The girl, from Gassville, Arkansas, disappeared Oct. 1 after she left a note in her room that read, “I need to do this, so don’t look for me. I will be back and I will make you happy for me. I hope you know I love u.”
On Nov. 24, her story was featured on NewsNation’s “Missing” series. Two days later, her mother said she got a tip from a man who believed he’d interacted with her daughter in Chicago. McKiernan passed the tip on to U.S. marshals, who found the teen “safe and unharmed,” but staying with a man in his 20s at his apartment.
“She has explained to me that he was the nicest guy that she has ever met,” McKiernan said.
An investigation found the teen met the man on the Omegle app, which allows strangers to randomly videochat. Experts say it fits a pattern of human trafficking — predators posing as sympathetic friends or love interests to lure young women away from home and groom them.
“When she talks about him, you can just see this, like, glimmer or light in her eye, like he is just the best thing since sliced bread,” McKiernan said.
McKiernan said her daughter was told she had to clean the apartment twice a week, diet, and exercise daily. She was not allowed to leave the apartment when the man was not there.
Experts say the free Omegle site, which can be accessed by kids as young as 13, has led to myriad issues for minors.
“Omegle might be one of the riskiest social media platforms available on the internet,” said Marc Berkman, CEO of the Organization for Social Media Safety.
There is no need to register on the site, which debuted in 2009. Its popularity has been spread by social media sites including TikTok, and because of restrictions on in-person interaction, Omegle became more popular during the pandemic.
“There are no rules,” McKiernan said. “There are no age limits. A 14-year-old can get put with a 40-year-old. It’s an absolutely disgusting website.”
The site does say users must be 18 or older to enter, but kids as young as 13 can be on with parental permission.
“That’s a warning, really, for parents, Berkman said. “We would love to see Omegle put up age verification software.”
Berkman sees the lack of such softward as an invitation to very serious problems.
“Unfortunately, the culture of Omegle has become such that a lot the people that are chatting are looking for sexually explicit content, are looking to see the person that they’re chatting with engage in sexually explicit acts,” he said. “And so it’s wildly unsafe for child users, period. And because of that, we’ve seen cases of sexual exploitation, kidnappings, traffickings all come out of children using Omegle.”
Berkman says many of the problems follow a predictable pattern.
“Predators will get usually a young teen girl on a site like Omegle and they will engage in conversations, strike up a relationship and eventually try to get this young girl, young woman to flash or expose a body part,” he said. “Often, they are filming it.

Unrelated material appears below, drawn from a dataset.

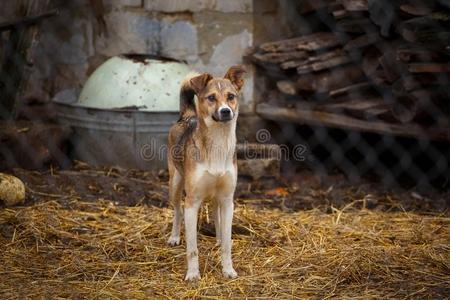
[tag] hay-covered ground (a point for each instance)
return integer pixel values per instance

Now sometimes, they then go back to the target, let them know that they have this video recording and they blackmail them for additional content, over and over.”
“Our internet is messed up,” McKiernan said. “It is putting our children in way too much danger.”
Berkman recommends parents talk to their kids about online safety, warn them not to talk to, or meet up with, strangers, don’t engage in activity that makes them feel uncomfortable and never send sensitive or private materials.
NewsNation reached out to Omegle for comment on their policies, but has not heard back from the site. It is important to note, however, that Omegle makes clear that users who are 18 or older and looking for adult content should leave Omegle and visit an adult site.